サウジアラビアの国王が来日しているが、日本のメディアはサウジアラビア王国は、国民は住民税や所得税などの税が課せられなく、医療と教育費は無償で豊かでゴージャスな国だとの紹介ばかりです。税金がないと言ってもイスラムの教えてして五行六信の一つであるザカートすなわち救貧税はあり、貧者、寡婦や孤児・巡礼旅行者などへの救済につかわれる税として、自分の財産から一定率を喜捨し払わなくてはならないです。サウジアラビアには、イスラム教の聖地である、メッカとマディーナがあり、世界中のイスラム教徒の巡礼が多く、巡礼者への喜捨をすることは、自分の信仰への証になり、租税公課とは違うものとしてよいでしょう。

サウジアラビアの国王訪日をうけ、マスコミの報道はサウジアラビアのゴージャスな面の報道が多いですが、生活しにくい環境もあるとして、日中は50℃の暑い国で、女性は車を運転できなく公衆の面前で顔を露わにしてはいけないなどと紹介する程度です。
しかし、アムネスティインターナショナルによると、世界でも有数の人権侵害の国されているが、日頃からこのような面は知られていないです。
先に女性が車の運転ができないと書いたが、日本が戦前まで参政権が無かったように、最近まで女性の参政権はなかったです。そればかりか、イスラムの教義に反することは許されないです。
死刑の制度があり、世界でも有数の死刑執行国です。殺人、強姦など多義にわたり、背教も死刑の対象で、魔術の儀式を行ったとして、公衆の面前で斬首されています。ほかに、公衆による投石による死刑もあるとききます。
いくらイスラム教の国としても、そこに住む人や訪れる人までも、内心の自由を押さえつけなければいけないのは、国際社会からみて人権侵害がなされているといえるでしょう。
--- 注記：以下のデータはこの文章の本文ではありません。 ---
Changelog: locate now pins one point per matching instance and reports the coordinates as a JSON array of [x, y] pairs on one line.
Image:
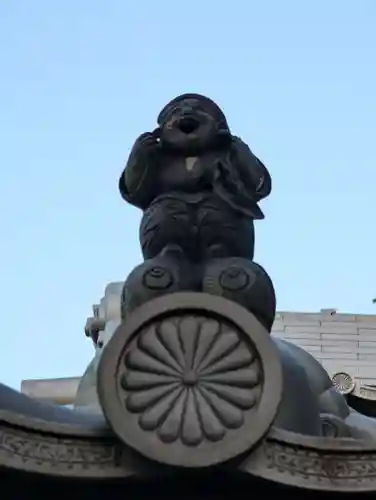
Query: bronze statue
[[199, 188], [191, 387], [197, 184]]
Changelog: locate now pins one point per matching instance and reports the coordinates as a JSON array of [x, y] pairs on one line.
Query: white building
[[344, 343]]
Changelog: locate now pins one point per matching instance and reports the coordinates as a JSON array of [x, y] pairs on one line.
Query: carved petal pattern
[[191, 380]]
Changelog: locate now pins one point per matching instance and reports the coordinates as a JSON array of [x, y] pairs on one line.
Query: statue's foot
[[245, 282], [155, 277]]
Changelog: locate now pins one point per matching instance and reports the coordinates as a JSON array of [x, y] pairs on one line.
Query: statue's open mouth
[[188, 124]]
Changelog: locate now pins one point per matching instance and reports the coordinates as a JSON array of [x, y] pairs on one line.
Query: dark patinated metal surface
[[190, 379]]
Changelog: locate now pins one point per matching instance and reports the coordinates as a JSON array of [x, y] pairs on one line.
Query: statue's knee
[[244, 282], [153, 278]]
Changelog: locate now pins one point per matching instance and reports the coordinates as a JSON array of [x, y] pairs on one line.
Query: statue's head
[[192, 122]]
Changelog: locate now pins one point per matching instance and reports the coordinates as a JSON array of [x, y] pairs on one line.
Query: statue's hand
[[147, 141]]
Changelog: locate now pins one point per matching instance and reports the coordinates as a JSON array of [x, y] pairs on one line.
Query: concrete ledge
[[61, 391]]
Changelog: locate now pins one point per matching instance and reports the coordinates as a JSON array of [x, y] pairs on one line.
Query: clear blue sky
[[81, 79]]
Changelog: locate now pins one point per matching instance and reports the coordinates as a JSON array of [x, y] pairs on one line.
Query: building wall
[[341, 342]]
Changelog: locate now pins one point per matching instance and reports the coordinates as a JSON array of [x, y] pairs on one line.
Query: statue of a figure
[[199, 188], [197, 184]]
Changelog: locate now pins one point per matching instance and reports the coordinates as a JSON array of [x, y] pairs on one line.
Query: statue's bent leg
[[165, 225], [223, 232], [244, 282], [155, 277]]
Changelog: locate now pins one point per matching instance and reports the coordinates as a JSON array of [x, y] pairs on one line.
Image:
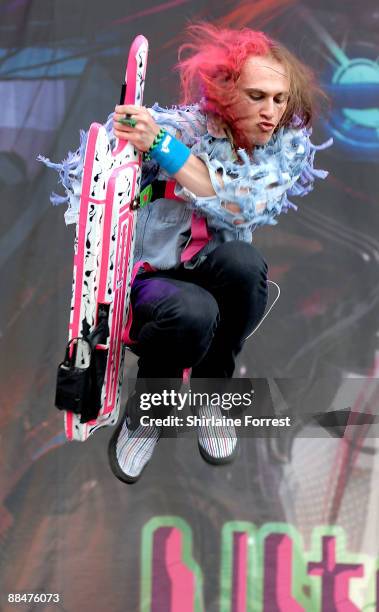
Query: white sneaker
[[217, 444], [130, 450]]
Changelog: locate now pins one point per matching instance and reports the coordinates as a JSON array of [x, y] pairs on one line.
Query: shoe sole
[[112, 456], [218, 461]]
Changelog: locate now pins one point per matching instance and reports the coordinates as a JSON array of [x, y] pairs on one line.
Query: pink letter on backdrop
[[335, 578]]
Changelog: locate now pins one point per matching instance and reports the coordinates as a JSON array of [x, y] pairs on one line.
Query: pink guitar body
[[104, 246]]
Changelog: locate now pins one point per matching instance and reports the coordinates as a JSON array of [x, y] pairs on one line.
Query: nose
[[267, 109]]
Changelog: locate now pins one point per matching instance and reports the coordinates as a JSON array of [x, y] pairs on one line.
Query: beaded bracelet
[[155, 143]]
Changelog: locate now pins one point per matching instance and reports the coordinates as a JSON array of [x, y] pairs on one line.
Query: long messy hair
[[214, 59]]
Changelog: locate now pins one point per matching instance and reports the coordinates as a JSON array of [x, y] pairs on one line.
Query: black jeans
[[198, 318]]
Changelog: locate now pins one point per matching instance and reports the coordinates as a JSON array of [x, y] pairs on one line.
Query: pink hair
[[210, 73]]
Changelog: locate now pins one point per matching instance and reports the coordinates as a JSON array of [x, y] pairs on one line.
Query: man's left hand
[[142, 135]]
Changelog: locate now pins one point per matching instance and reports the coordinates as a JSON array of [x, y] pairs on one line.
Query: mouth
[[266, 127]]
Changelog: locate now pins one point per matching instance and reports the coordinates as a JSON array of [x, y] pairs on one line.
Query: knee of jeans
[[243, 263], [197, 318]]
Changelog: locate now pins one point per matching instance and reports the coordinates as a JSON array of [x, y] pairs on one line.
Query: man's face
[[264, 88]]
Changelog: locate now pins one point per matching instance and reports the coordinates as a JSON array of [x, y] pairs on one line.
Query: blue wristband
[[170, 153]]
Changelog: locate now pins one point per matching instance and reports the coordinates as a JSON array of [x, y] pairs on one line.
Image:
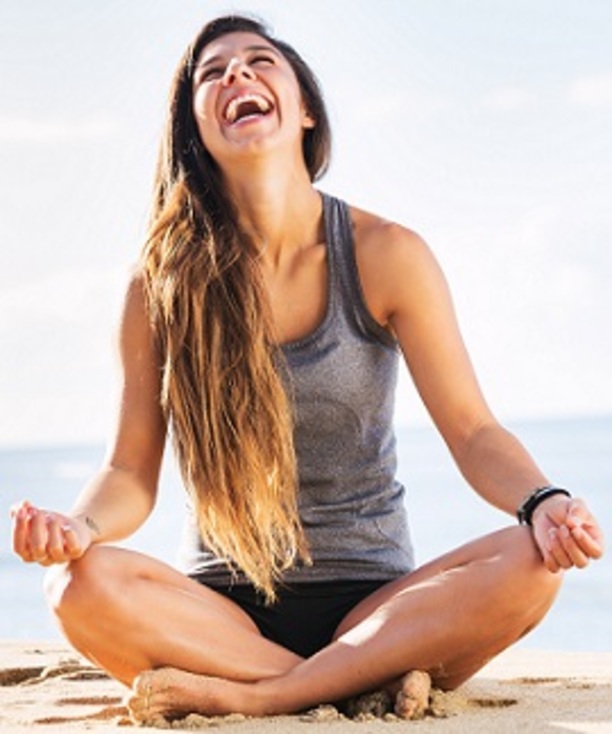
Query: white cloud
[[29, 130], [508, 99], [72, 296], [593, 92]]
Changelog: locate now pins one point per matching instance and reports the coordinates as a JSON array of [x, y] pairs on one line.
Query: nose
[[236, 70]]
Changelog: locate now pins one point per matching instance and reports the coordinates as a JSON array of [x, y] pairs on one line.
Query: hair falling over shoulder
[[222, 378]]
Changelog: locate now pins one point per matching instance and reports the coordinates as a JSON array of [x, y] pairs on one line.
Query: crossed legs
[[129, 613]]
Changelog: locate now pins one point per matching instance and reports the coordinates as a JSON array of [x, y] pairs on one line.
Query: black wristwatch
[[529, 504]]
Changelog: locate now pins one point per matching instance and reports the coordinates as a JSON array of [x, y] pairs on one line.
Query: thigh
[[110, 567], [512, 548], [305, 615]]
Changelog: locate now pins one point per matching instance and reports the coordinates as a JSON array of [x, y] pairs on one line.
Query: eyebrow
[[219, 57]]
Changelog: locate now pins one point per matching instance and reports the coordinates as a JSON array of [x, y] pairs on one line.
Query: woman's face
[[246, 98]]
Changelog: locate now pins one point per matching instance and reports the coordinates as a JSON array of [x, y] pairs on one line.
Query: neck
[[277, 207]]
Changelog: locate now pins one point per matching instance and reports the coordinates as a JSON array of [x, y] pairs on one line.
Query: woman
[[264, 323]]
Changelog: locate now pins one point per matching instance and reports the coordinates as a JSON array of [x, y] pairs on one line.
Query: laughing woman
[[264, 326]]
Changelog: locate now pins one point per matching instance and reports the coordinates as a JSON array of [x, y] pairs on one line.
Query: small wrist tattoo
[[92, 524]]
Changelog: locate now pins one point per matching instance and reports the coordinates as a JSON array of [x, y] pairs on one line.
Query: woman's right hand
[[44, 537]]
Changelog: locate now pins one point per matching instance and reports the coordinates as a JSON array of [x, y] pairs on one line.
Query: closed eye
[[262, 59], [209, 74]]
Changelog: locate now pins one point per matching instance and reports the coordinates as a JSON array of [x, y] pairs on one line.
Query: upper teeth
[[231, 111]]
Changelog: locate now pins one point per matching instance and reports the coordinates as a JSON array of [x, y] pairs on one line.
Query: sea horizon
[[443, 511]]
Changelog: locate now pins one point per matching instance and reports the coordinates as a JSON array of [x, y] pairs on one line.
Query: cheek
[[203, 113]]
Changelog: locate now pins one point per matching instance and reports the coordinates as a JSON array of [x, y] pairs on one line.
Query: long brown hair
[[224, 389]]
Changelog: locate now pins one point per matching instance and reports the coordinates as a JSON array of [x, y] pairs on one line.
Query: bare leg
[[447, 618], [127, 613]]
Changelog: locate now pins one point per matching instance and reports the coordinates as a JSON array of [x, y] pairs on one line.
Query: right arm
[[122, 495]]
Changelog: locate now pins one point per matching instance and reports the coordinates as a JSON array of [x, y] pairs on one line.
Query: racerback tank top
[[342, 383]]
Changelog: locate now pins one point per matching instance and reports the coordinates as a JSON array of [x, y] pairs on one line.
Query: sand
[[47, 687]]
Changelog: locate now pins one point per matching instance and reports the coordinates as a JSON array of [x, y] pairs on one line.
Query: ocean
[[444, 512]]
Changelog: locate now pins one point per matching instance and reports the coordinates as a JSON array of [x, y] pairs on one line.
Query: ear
[[308, 121]]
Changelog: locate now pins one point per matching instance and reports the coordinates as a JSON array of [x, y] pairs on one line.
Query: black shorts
[[305, 616]]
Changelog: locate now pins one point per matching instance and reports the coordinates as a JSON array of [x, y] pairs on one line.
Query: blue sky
[[484, 125]]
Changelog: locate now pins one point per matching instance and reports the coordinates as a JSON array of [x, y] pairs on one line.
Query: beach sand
[[47, 687]]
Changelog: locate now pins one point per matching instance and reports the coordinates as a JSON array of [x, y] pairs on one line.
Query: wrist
[[91, 525], [528, 507]]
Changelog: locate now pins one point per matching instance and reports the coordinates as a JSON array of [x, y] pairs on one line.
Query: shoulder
[[135, 327], [396, 266]]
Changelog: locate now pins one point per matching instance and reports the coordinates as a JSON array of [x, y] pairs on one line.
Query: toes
[[138, 700], [412, 700]]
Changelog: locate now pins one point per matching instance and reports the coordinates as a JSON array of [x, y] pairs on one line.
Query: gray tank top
[[343, 377]]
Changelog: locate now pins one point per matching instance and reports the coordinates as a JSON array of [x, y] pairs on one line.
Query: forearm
[[114, 504], [498, 467]]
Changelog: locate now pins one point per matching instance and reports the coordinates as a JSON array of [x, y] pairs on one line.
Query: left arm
[[408, 293]]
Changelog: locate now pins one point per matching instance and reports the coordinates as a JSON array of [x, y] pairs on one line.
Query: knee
[[78, 587], [533, 586]]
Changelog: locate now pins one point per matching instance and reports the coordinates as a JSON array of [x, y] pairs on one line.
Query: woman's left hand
[[566, 533]]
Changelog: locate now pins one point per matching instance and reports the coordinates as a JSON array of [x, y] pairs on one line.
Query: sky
[[484, 126]]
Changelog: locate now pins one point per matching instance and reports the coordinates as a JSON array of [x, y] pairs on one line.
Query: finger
[[55, 540], [72, 543], [38, 535], [590, 539], [21, 524], [578, 513], [572, 549], [556, 549]]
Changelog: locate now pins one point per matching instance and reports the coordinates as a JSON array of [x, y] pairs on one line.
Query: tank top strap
[[344, 275]]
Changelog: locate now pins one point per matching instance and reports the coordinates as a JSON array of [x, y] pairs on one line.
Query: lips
[[246, 105]]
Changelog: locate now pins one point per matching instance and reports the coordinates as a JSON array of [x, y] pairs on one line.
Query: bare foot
[[170, 693], [412, 699]]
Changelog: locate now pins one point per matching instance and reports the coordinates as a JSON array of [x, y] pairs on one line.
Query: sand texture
[[47, 687]]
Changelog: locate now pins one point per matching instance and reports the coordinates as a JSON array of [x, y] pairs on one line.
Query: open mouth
[[246, 106]]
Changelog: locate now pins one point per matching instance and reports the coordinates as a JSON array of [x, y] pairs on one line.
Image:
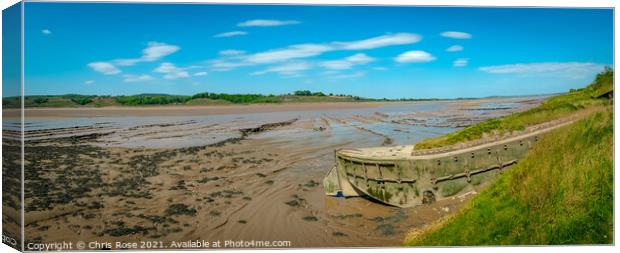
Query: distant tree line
[[165, 99]]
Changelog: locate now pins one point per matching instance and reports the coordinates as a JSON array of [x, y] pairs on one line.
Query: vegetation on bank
[[206, 98], [554, 108], [560, 193]]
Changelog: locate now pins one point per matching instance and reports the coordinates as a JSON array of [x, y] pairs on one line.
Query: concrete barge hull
[[408, 181]]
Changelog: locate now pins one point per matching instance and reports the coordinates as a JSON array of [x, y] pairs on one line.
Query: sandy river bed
[[224, 173]]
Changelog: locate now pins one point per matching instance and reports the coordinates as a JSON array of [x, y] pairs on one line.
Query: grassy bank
[[560, 193], [554, 108]]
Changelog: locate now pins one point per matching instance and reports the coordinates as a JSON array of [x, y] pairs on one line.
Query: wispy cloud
[[231, 52], [414, 56], [571, 69], [230, 34], [455, 48], [461, 62], [104, 67], [299, 51], [337, 75], [171, 71], [153, 52], [348, 62], [128, 78], [456, 35], [381, 41], [267, 22], [286, 69]]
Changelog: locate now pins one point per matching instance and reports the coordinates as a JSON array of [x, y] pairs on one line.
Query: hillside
[[560, 193], [554, 108]]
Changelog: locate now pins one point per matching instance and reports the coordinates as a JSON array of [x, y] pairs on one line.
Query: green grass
[[206, 98], [560, 193], [553, 108]]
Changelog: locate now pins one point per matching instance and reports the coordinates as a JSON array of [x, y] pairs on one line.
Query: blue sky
[[392, 52]]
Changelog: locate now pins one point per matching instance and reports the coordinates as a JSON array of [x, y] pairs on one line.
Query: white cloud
[[267, 22], [573, 69], [456, 35], [348, 62], [414, 56], [153, 52], [380, 41], [104, 67], [300, 51], [230, 34], [360, 58], [171, 71], [455, 48], [461, 62], [354, 75], [231, 52], [136, 78], [286, 69], [289, 53]]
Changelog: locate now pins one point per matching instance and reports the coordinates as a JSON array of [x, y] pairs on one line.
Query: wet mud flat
[[252, 176]]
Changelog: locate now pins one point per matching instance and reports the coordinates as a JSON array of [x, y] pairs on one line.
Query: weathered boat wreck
[[403, 177]]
また、サウジアラビア王国には憲法と国会がなく、国王の統治のあり方を書いた、9章83条からなる「統治基本法」が1992年に制定されています。国王が任命する諮問会議がり政党もありません。つまり、民意は汲み入れられない仕組みになっています。
すなわち、日本の近代史の流れで言うと、明治維新以降近代国家として歩み始めたが、明治22年の大日本帝国憲法により国会が開かれる前の状態だと言え、中央主権体制が布かれ、自由民権運動の明治デモクラシー以前ころだと言えるでしょう。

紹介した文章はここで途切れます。